Oil trades below $50 amid mixed signals

(iStock)
(iStock)

Hong Kong - Oil traded below $50 a barrel in New York amid conflicting signs on whether U.S. crude stockpiles are retreating.

Futures were little changed, having fallen to a three-week low on April 24. The industry-funded American Petroleum Institute was said to report US crude supplies increased by 897 000 barrels last week. Meanwhile, a Bloomberg survey  forecasts stockpiles probably fell by 1.75 million barrels before an Energy Information Administration report Wednesday.

Oil’s rally faltered last week amid concern rising US output will offset efforts by the Organisation of Petroleum Exporting Countries and its allies to trim a global glut. While OPEC members mull an extension of the six-month deal past June, American drillers targeting crude continue to add rigs to shale fields.

The “latest API report on US petroleum stocks was filled with bearish surprises galore,” said  Stephen Brennock, an analyst at PVM Oil Associates in London. The market faces a “setback to the global oil rebalancing process” if EIA data also shows an increase.

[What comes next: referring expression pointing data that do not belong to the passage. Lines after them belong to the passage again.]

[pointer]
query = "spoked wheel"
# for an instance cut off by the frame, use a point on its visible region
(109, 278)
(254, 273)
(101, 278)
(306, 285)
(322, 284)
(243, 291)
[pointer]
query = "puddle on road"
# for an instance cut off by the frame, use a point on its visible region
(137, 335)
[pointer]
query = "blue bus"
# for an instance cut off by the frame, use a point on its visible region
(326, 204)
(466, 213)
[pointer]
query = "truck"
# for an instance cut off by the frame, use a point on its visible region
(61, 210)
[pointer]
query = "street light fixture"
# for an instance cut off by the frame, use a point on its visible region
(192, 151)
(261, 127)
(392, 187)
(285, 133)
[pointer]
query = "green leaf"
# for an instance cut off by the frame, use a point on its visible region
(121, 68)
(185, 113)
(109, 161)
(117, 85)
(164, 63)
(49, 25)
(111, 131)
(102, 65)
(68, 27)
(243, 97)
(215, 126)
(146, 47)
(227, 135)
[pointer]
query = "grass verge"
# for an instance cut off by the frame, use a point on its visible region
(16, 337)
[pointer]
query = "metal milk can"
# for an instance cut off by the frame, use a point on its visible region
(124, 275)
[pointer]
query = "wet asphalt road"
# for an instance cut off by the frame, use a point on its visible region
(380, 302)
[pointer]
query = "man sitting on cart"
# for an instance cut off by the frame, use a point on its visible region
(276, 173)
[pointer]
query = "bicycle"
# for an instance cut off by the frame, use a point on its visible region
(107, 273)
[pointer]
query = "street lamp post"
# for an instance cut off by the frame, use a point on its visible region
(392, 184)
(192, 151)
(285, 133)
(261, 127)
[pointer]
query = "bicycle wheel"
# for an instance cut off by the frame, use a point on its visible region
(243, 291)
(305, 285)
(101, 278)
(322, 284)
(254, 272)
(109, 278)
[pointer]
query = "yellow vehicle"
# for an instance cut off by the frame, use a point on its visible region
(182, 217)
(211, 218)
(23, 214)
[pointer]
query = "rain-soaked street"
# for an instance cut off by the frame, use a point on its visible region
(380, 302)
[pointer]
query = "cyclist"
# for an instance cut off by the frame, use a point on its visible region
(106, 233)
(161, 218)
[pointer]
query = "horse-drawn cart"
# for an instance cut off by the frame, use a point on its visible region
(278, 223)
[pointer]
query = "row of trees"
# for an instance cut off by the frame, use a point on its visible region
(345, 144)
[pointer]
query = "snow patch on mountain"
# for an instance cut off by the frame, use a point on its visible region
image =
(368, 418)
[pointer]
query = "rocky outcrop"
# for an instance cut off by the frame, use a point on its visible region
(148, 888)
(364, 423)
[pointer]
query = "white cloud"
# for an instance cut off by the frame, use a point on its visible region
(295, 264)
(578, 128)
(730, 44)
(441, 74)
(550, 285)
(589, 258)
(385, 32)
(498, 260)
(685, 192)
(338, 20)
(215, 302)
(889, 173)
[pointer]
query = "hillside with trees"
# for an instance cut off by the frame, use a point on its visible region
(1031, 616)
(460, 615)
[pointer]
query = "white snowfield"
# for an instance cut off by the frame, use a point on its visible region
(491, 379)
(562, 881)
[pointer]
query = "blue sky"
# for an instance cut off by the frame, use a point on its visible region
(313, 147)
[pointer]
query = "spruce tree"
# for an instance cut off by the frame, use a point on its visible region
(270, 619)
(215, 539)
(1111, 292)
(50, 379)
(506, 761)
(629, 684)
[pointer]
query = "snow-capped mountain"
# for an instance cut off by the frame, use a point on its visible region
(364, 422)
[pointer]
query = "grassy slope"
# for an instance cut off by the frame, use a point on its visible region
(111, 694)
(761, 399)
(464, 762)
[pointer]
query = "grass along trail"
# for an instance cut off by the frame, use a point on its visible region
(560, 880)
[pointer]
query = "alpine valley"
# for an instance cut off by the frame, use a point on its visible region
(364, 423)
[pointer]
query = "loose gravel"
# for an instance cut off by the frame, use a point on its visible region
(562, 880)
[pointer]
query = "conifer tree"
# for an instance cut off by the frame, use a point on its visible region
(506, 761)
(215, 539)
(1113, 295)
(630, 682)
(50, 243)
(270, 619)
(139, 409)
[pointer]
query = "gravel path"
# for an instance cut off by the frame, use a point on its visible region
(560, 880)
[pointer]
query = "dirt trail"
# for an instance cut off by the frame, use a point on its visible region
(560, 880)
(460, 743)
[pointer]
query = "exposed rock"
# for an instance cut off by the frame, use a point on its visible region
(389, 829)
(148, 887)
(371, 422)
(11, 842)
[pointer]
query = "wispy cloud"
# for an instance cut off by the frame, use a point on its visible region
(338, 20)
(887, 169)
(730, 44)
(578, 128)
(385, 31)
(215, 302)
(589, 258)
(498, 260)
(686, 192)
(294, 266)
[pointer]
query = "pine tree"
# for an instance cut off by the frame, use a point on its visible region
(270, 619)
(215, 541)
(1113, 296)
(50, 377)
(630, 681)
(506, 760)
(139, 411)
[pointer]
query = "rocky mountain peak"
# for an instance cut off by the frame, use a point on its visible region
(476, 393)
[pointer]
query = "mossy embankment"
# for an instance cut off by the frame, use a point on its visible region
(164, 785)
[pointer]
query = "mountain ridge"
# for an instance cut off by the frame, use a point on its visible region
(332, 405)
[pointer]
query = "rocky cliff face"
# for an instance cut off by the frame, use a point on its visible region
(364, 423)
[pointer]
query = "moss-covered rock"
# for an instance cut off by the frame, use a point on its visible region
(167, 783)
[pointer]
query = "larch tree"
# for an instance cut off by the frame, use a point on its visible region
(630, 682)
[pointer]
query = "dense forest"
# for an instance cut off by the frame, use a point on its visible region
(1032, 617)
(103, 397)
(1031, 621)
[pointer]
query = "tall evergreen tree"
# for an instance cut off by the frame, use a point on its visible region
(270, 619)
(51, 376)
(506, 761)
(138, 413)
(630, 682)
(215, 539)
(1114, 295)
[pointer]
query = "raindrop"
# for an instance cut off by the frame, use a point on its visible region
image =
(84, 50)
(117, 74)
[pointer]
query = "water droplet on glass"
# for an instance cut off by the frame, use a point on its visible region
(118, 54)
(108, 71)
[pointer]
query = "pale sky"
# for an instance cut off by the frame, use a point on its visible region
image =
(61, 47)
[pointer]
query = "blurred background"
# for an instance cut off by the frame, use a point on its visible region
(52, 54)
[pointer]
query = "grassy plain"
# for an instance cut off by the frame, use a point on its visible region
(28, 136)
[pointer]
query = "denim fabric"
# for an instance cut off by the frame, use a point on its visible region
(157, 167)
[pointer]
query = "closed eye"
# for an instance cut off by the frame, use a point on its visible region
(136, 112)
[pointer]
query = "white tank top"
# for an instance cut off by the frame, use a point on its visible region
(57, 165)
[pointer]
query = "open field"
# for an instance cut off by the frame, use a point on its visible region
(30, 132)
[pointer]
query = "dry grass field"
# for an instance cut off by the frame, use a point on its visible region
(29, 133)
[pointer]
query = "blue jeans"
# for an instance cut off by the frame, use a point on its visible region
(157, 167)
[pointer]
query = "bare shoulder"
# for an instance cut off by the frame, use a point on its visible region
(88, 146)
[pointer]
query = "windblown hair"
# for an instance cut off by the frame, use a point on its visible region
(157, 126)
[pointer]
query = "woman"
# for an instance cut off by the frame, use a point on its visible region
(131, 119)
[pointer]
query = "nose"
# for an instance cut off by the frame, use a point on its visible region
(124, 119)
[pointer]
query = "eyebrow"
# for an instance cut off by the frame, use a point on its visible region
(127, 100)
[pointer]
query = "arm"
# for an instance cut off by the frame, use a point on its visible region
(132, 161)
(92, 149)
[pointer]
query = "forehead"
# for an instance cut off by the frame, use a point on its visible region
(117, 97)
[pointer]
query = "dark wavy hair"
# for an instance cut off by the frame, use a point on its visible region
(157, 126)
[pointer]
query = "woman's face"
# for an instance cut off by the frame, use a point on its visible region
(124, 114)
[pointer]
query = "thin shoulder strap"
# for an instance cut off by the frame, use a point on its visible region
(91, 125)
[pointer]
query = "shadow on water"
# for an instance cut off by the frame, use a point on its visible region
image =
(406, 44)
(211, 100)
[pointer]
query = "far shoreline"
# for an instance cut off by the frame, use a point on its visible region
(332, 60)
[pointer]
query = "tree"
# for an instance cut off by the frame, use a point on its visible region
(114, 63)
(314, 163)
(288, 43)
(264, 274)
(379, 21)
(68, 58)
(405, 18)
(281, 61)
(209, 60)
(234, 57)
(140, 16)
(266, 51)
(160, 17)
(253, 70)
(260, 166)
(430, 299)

West Texas Intermediate for June delivery was at $49.49 a barrel on the New York Mercantile Exchange, down 7 cents, at 10:30 in London, paring an earlier drop of as much as 37c. Total volume traded was about 34% below the 100-day average. Prices climbed 33c to $49.56 on Tuesday after losing 7.4% the previous six days.

US stockpiles

Brent for June settlement was 8c lower at $52.02 a barrel on the London-based ICE Futures Europe exchange after slipping as much as 0.8% earlier. Prices gained 50c to $52.10 on Tuesday. The global benchmark crude traded at a premium of $2.54 to WTI.

US government data on Wednesday is forecast to show stockpiles slid for a third week. Inventories rose to 535.5 million barrels at the end of March, the highest level in weekly data compiled by the EIA since 1982.

Oil-market news:

Oil prices will advance to new highs over the coming months, hedge fund trader Pierre Andurand reiterated in a letter to investors obtained by Bloomberg News.

Petroleos Mexicanos has launched its own oil-hedging program to safeguard against a potential price drop and assure financial security for the world’s eleventh largest crude producer.

Big Oil’s struggle against crude’s collapse is starting to ease, giving some companies enough cash to pay shareholders without piling on more debt as first-quarter earnings approach.